In today's digital economies, the greatest banking possibilities depend on inventions and innovations. Banks can no longer funnel clients to particular channels but all, as the now the focus is on creating enhanced customer experiences.
FREMONT, CA: The banking industry adapts to the digital disturbance that has radically altered other sectors like retail and media. But the impact of communications commoditization, processing power, and storage—more commonly known as the web and the cloud—will also affect finance, which is inevitable and unstoppable.
Customer experience is a prime factor to be emphasized. Three clear regions that can best affect retail technology and automation include agile staffing models, enhanced employee scheduling flexibility, and simplified branch duties and operations that do not involve a client directly. Branches will improve the productivity of employees by optimizing staffing. Retailers adopting workforce management solutions, predict peak traffic times, and use machine learning to deploy shop partners effectively. Other pain points that these alternatives alleviate in a branch may include predicting what-if scenarios, ensuring compliance with ever-changing labor laws, and supporting branch experts. Benefits include increased sales, increased labor expenses versus manual scheduling, and increased client satisfaction.

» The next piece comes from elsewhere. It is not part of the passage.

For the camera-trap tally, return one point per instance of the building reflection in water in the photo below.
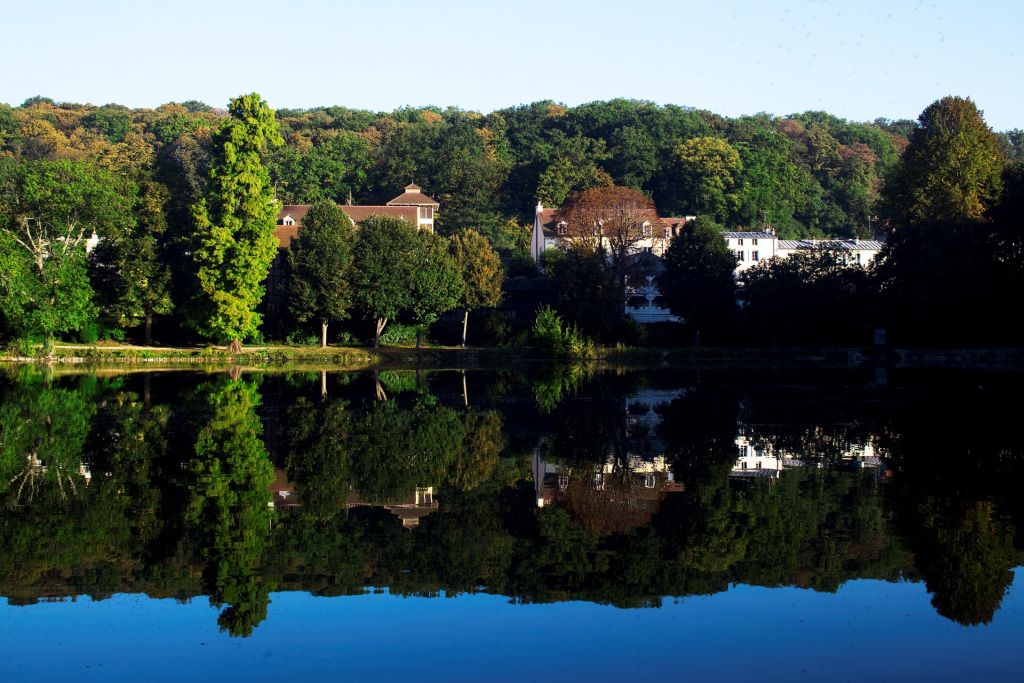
(409, 510)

Using all non-customer branch tasks, requests, and follow-up actions on a dashboard, managers, and employees on the same platform are managing their schedules, working time, and attendance. This allows forecasters and executives to correctly identify the resources required to optimize branch staffing for these non-customer demands and to audit their effect. This data can be used to drive modifications in the kinds, quantity, priority and time assigned to these non-customer duties: enhancing the effectiveness of non-customer operations and enabling peers to devote more time to real customer interactions.

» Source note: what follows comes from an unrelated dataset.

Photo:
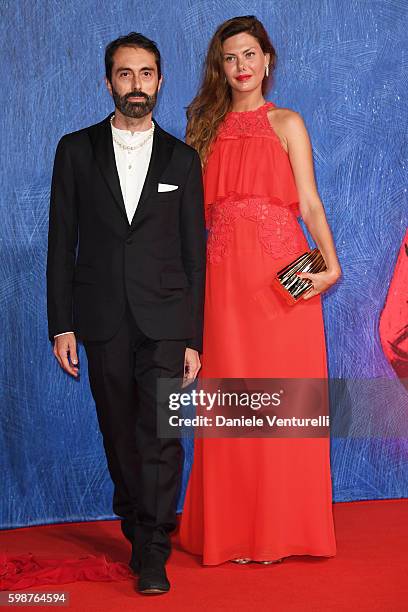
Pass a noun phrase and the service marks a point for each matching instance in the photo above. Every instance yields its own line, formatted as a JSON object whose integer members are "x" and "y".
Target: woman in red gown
{"x": 258, "y": 499}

The banking industry, driven by innovation, is at the cusp of transformational change. If the stable economy takes a downturn over the next several years, the timing could be remarkably prescient, or flat out fortunate. Banking officials are responsible for deciding which angle will define their strategic view. It's evident that the status quo no longer works for many incumbents—but it's also becoming progressively apparent that the correct way forward begins with a focus on excellent client experiences, developers building those experiences, and instruments that empower those developers.